I am trying to use MVAPICH2-GDR for the simple hello world program. Although it can compile the code successfully, it has segmentation fault error in runtime. My platform has Redhat 6.5 and CUDA 7.5. So I downloaded the rpm file mvapich2-gdr-cuda7.5-intel-2.2-0.3.rc1.el6.x86_64.rpm.

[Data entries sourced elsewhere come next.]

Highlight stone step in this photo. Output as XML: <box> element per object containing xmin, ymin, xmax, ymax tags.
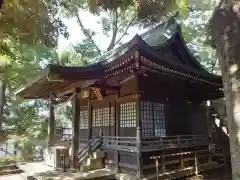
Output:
<box><xmin>0</xmin><ymin>164</ymin><xmax>18</xmax><ymax>171</ymax></box>
<box><xmin>0</xmin><ymin>169</ymin><xmax>23</xmax><ymax>176</ymax></box>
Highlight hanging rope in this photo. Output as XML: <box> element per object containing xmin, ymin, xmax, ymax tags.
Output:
<box><xmin>53</xmin><ymin>93</ymin><xmax>77</xmax><ymax>108</ymax></box>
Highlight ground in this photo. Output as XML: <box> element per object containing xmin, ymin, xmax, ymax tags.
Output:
<box><xmin>0</xmin><ymin>163</ymin><xmax>231</xmax><ymax>180</ymax></box>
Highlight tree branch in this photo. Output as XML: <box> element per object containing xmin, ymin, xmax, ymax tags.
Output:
<box><xmin>74</xmin><ymin>11</ymin><xmax>101</xmax><ymax>55</ymax></box>
<box><xmin>107</xmin><ymin>9</ymin><xmax>118</xmax><ymax>51</ymax></box>
<box><xmin>114</xmin><ymin>15</ymin><xmax>137</xmax><ymax>46</ymax></box>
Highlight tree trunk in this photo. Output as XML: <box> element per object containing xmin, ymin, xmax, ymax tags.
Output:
<box><xmin>210</xmin><ymin>0</ymin><xmax>240</xmax><ymax>180</ymax></box>
<box><xmin>0</xmin><ymin>80</ymin><xmax>6</xmax><ymax>131</ymax></box>
<box><xmin>217</xmin><ymin>47</ymin><xmax>240</xmax><ymax>180</ymax></box>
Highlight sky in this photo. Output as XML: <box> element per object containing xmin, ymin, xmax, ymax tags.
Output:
<box><xmin>58</xmin><ymin>11</ymin><xmax>144</xmax><ymax>51</ymax></box>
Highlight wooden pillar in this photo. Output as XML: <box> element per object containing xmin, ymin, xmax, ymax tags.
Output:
<box><xmin>71</xmin><ymin>90</ymin><xmax>80</xmax><ymax>169</ymax></box>
<box><xmin>115</xmin><ymin>92</ymin><xmax>120</xmax><ymax>172</ymax></box>
<box><xmin>194</xmin><ymin>152</ymin><xmax>198</xmax><ymax>176</ymax></box>
<box><xmin>88</xmin><ymin>88</ymin><xmax>92</xmax><ymax>140</ymax></box>
<box><xmin>136</xmin><ymin>127</ymin><xmax>142</xmax><ymax>179</ymax></box>
<box><xmin>180</xmin><ymin>149</ymin><xmax>184</xmax><ymax>169</ymax></box>
<box><xmin>160</xmin><ymin>151</ymin><xmax>166</xmax><ymax>173</ymax></box>
<box><xmin>48</xmin><ymin>93</ymin><xmax>55</xmax><ymax>147</ymax></box>
<box><xmin>88</xmin><ymin>88</ymin><xmax>92</xmax><ymax>156</ymax></box>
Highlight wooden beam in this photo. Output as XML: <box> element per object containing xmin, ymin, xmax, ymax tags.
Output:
<box><xmin>48</xmin><ymin>93</ymin><xmax>55</xmax><ymax>147</ymax></box>
<box><xmin>71</xmin><ymin>89</ymin><xmax>80</xmax><ymax>169</ymax></box>
<box><xmin>90</xmin><ymin>84</ymin><xmax>120</xmax><ymax>92</ymax></box>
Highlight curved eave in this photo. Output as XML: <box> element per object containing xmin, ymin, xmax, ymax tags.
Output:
<box><xmin>140</xmin><ymin>19</ymin><xmax>222</xmax><ymax>85</ymax></box>
<box><xmin>15</xmin><ymin>64</ymin><xmax>103</xmax><ymax>99</ymax></box>
<box><xmin>15</xmin><ymin>37</ymin><xmax>137</xmax><ymax>99</ymax></box>
<box><xmin>136</xmin><ymin>36</ymin><xmax>222</xmax><ymax>86</ymax></box>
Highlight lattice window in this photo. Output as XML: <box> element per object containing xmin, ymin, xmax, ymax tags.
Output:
<box><xmin>141</xmin><ymin>102</ymin><xmax>166</xmax><ymax>137</ymax></box>
<box><xmin>93</xmin><ymin>109</ymin><xmax>102</xmax><ymax>127</ymax></box>
<box><xmin>141</xmin><ymin>102</ymin><xmax>154</xmax><ymax>137</ymax></box>
<box><xmin>110</xmin><ymin>107</ymin><xmax>115</xmax><ymax>126</ymax></box>
<box><xmin>79</xmin><ymin>110</ymin><xmax>88</xmax><ymax>129</ymax></box>
<box><xmin>92</xmin><ymin>107</ymin><xmax>114</xmax><ymax>127</ymax></box>
<box><xmin>153</xmin><ymin>103</ymin><xmax>166</xmax><ymax>136</ymax></box>
<box><xmin>102</xmin><ymin>108</ymin><xmax>109</xmax><ymax>126</ymax></box>
<box><xmin>120</xmin><ymin>102</ymin><xmax>137</xmax><ymax>127</ymax></box>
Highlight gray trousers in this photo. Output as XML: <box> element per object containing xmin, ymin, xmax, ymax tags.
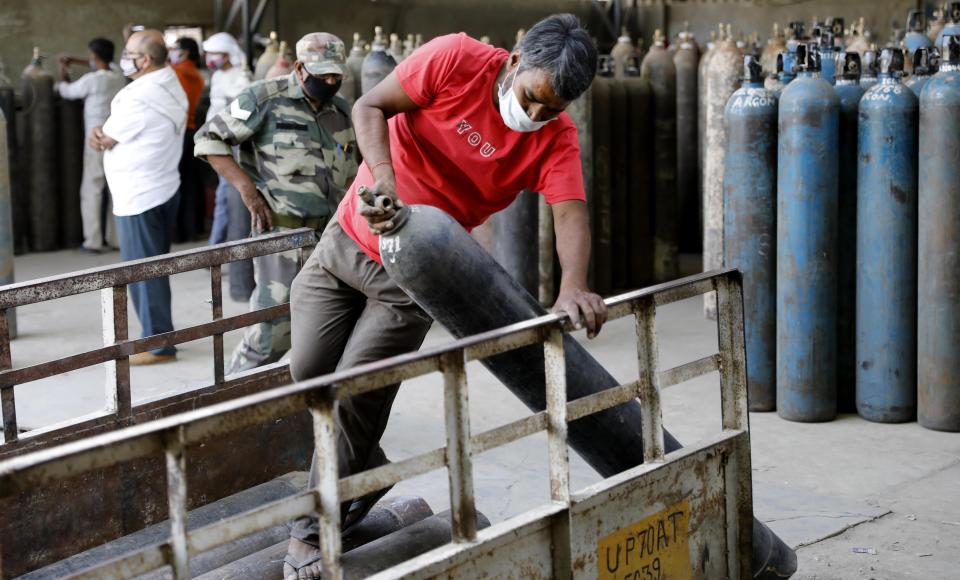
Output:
<box><xmin>290</xmin><ymin>216</ymin><xmax>432</xmax><ymax>545</ymax></box>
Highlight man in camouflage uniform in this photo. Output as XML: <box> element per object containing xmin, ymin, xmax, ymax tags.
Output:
<box><xmin>194</xmin><ymin>32</ymin><xmax>359</xmax><ymax>374</ymax></box>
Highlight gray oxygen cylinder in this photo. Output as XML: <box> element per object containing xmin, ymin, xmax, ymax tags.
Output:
<box><xmin>344</xmin><ymin>32</ymin><xmax>364</xmax><ymax>99</ymax></box>
<box><xmin>57</xmin><ymin>94</ymin><xmax>84</xmax><ymax>248</ymax></box>
<box><xmin>20</xmin><ymin>48</ymin><xmax>61</xmax><ymax>252</ymax></box>
<box><xmin>360</xmin><ymin>26</ymin><xmax>397</xmax><ymax>95</ymax></box>
<box><xmin>0</xmin><ymin>110</ymin><xmax>17</xmax><ymax>339</ymax></box>
<box><xmin>703</xmin><ymin>30</ymin><xmax>743</xmax><ymax>319</ymax></box>
<box><xmin>0</xmin><ymin>63</ymin><xmax>21</xmax><ymax>253</ymax></box>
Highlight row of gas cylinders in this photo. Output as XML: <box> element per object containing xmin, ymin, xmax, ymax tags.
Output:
<box><xmin>0</xmin><ymin>49</ymin><xmax>85</xmax><ymax>253</ymax></box>
<box><xmin>719</xmin><ymin>35</ymin><xmax>960</xmax><ymax>431</ymax></box>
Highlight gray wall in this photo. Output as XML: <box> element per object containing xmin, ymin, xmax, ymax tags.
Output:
<box><xmin>0</xmin><ymin>0</ymin><xmax>917</xmax><ymax>79</ymax></box>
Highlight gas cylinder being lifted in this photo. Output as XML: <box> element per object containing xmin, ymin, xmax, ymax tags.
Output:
<box><xmin>640</xmin><ymin>30</ymin><xmax>680</xmax><ymax>282</ymax></box>
<box><xmin>856</xmin><ymin>48</ymin><xmax>926</xmax><ymax>423</ymax></box>
<box><xmin>760</xmin><ymin>22</ymin><xmax>787</xmax><ymax>77</ymax></box>
<box><xmin>253</xmin><ymin>31</ymin><xmax>280</xmax><ymax>81</ymax></box>
<box><xmin>917</xmin><ymin>35</ymin><xmax>960</xmax><ymax>431</ymax></box>
<box><xmin>703</xmin><ymin>25</ymin><xmax>743</xmax><ymax>319</ymax></box>
<box><xmin>20</xmin><ymin>48</ymin><xmax>60</xmax><ymax>252</ymax></box>
<box><xmin>380</xmin><ymin>206</ymin><xmax>796</xmax><ymax>580</ymax></box>
<box><xmin>723</xmin><ymin>54</ymin><xmax>777</xmax><ymax>411</ymax></box>
<box><xmin>777</xmin><ymin>43</ymin><xmax>840</xmax><ymax>421</ymax></box>
<box><xmin>673</xmin><ymin>26</ymin><xmax>702</xmax><ymax>252</ymax></box>
<box><xmin>833</xmin><ymin>52</ymin><xmax>864</xmax><ymax>413</ymax></box>
<box><xmin>360</xmin><ymin>26</ymin><xmax>397</xmax><ymax>95</ymax></box>
<box><xmin>905</xmin><ymin>46</ymin><xmax>940</xmax><ymax>98</ymax></box>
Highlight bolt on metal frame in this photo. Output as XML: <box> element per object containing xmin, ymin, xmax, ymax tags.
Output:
<box><xmin>0</xmin><ymin>270</ymin><xmax>752</xmax><ymax>579</ymax></box>
<box><xmin>0</xmin><ymin>228</ymin><xmax>316</xmax><ymax>449</ymax></box>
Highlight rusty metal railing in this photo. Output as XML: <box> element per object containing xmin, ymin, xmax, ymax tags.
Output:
<box><xmin>0</xmin><ymin>270</ymin><xmax>750</xmax><ymax>579</ymax></box>
<box><xmin>0</xmin><ymin>228</ymin><xmax>316</xmax><ymax>450</ymax></box>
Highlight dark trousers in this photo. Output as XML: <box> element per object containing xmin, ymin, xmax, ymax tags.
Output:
<box><xmin>117</xmin><ymin>192</ymin><xmax>180</xmax><ymax>354</ymax></box>
<box><xmin>290</xmin><ymin>221</ymin><xmax>432</xmax><ymax>545</ymax></box>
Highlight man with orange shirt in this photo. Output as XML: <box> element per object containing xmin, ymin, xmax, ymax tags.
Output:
<box><xmin>284</xmin><ymin>14</ymin><xmax>606</xmax><ymax>580</ymax></box>
<box><xmin>169</xmin><ymin>37</ymin><xmax>207</xmax><ymax>242</ymax></box>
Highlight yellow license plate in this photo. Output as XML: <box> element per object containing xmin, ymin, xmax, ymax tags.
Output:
<box><xmin>597</xmin><ymin>501</ymin><xmax>690</xmax><ymax>580</ymax></box>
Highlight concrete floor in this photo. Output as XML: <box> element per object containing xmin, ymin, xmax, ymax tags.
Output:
<box><xmin>7</xmin><ymin>248</ymin><xmax>960</xmax><ymax>579</ymax></box>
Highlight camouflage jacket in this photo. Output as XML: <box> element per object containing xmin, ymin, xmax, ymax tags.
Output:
<box><xmin>194</xmin><ymin>73</ymin><xmax>359</xmax><ymax>217</ymax></box>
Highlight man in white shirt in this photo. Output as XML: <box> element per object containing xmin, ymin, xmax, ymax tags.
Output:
<box><xmin>203</xmin><ymin>32</ymin><xmax>253</xmax><ymax>247</ymax></box>
<box><xmin>56</xmin><ymin>38</ymin><xmax>124</xmax><ymax>254</ymax></box>
<box><xmin>89</xmin><ymin>30</ymin><xmax>188</xmax><ymax>365</ymax></box>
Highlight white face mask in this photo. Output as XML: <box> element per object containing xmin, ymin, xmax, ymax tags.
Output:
<box><xmin>497</xmin><ymin>64</ymin><xmax>553</xmax><ymax>133</ymax></box>
<box><xmin>120</xmin><ymin>58</ymin><xmax>140</xmax><ymax>77</ymax></box>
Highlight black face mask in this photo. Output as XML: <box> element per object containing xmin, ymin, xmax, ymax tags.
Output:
<box><xmin>303</xmin><ymin>75</ymin><xmax>343</xmax><ymax>103</ymax></box>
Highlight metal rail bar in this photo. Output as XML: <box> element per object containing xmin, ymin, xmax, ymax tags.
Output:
<box><xmin>0</xmin><ymin>228</ymin><xmax>316</xmax><ymax>446</ymax></box>
<box><xmin>0</xmin><ymin>270</ymin><xmax>749</xmax><ymax>578</ymax></box>
<box><xmin>0</xmin><ymin>304</ymin><xmax>290</xmax><ymax>390</ymax></box>
<box><xmin>0</xmin><ymin>228</ymin><xmax>316</xmax><ymax>309</ymax></box>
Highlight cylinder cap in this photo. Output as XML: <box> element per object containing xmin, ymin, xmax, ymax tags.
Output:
<box><xmin>880</xmin><ymin>47</ymin><xmax>903</xmax><ymax>75</ymax></box>
<box><xmin>839</xmin><ymin>52</ymin><xmax>860</xmax><ymax>81</ymax></box>
<box><xmin>743</xmin><ymin>54</ymin><xmax>764</xmax><ymax>83</ymax></box>
<box><xmin>940</xmin><ymin>34</ymin><xmax>960</xmax><ymax>64</ymax></box>
<box><xmin>907</xmin><ymin>10</ymin><xmax>924</xmax><ymax>32</ymax></box>
<box><xmin>797</xmin><ymin>43</ymin><xmax>820</xmax><ymax>72</ymax></box>
<box><xmin>862</xmin><ymin>50</ymin><xmax>877</xmax><ymax>77</ymax></box>
<box><xmin>913</xmin><ymin>46</ymin><xmax>940</xmax><ymax>76</ymax></box>
<box><xmin>818</xmin><ymin>29</ymin><xmax>833</xmax><ymax>48</ymax></box>
<box><xmin>827</xmin><ymin>16</ymin><xmax>844</xmax><ymax>38</ymax></box>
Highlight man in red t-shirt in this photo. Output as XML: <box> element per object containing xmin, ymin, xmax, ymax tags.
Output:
<box><xmin>284</xmin><ymin>14</ymin><xmax>606</xmax><ymax>579</ymax></box>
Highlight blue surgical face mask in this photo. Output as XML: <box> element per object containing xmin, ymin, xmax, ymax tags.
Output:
<box><xmin>497</xmin><ymin>63</ymin><xmax>553</xmax><ymax>133</ymax></box>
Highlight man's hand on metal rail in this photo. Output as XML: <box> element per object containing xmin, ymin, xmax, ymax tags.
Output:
<box><xmin>552</xmin><ymin>288</ymin><xmax>607</xmax><ymax>338</ymax></box>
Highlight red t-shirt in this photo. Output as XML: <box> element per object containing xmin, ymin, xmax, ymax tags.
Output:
<box><xmin>337</xmin><ymin>33</ymin><xmax>586</xmax><ymax>262</ymax></box>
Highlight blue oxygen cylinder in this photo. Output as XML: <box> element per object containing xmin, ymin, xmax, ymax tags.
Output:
<box><xmin>934</xmin><ymin>2</ymin><xmax>960</xmax><ymax>46</ymax></box>
<box><xmin>860</xmin><ymin>49</ymin><xmax>877</xmax><ymax>91</ymax></box>
<box><xmin>857</xmin><ymin>48</ymin><xmax>919</xmax><ymax>423</ymax></box>
<box><xmin>723</xmin><ymin>54</ymin><xmax>777</xmax><ymax>411</ymax></box>
<box><xmin>917</xmin><ymin>36</ymin><xmax>960</xmax><ymax>431</ymax></box>
<box><xmin>905</xmin><ymin>46</ymin><xmax>940</xmax><ymax>98</ymax></box>
<box><xmin>833</xmin><ymin>52</ymin><xmax>863</xmax><ymax>413</ymax></box>
<box><xmin>777</xmin><ymin>44</ymin><xmax>840</xmax><ymax>421</ymax></box>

The MPI code is the simple hello world program:

1 #include <mpi.h>
2 #include <stdio.h>
3
4 int main(int argc, char** argv) {
5     // Initialize the MPI environment
6     MPI_Init(NULL, NULL);
7     // Get the number of processes
8     int world_size;
9     MPI_Comm_size(MPI_COMM_WORLD, &world_size);
10
11     // Get the rank of the process
12     int world_rank;
13     MPI_Comm_rank(MPI_COMM_WORLD, &world_rank);
14
15     // Print off a hello world message
16     printf("Hello world from %d out of %d\n", world_rank, world_size);
17
18     // Finalize the MPI environment.
19     MPI_Finalize();
20 }

To compile the program, I used the following command:

mpicc hello.c -o hello

To run the program:

mpirun -np 2 ./hello

The error message is as follows:

[localhost.localdomain:mpi_rank_1][error_sighandler] Caught error: Segmentation fault (signal 11)
[localhost.localdomain:mpi_rank_0][error_sighandler] Caught error: Segmentation fault (signal 11)                
=   BAD TERMINATION OF ONE OF YOUR APPLICATION PROCESSES
=   PID 188057 RUNNING AT localhost.localdomain
=   EXIT CODE: 139
=   CLEANING UP REMAINING PROCESSES
=   YOU CAN IGNORE THE BELOW CLEANUP MESSAGES 

YOUR APPLICATION TERMINATED WITH THE EXIT STRING: Segmentation fault (signal 11)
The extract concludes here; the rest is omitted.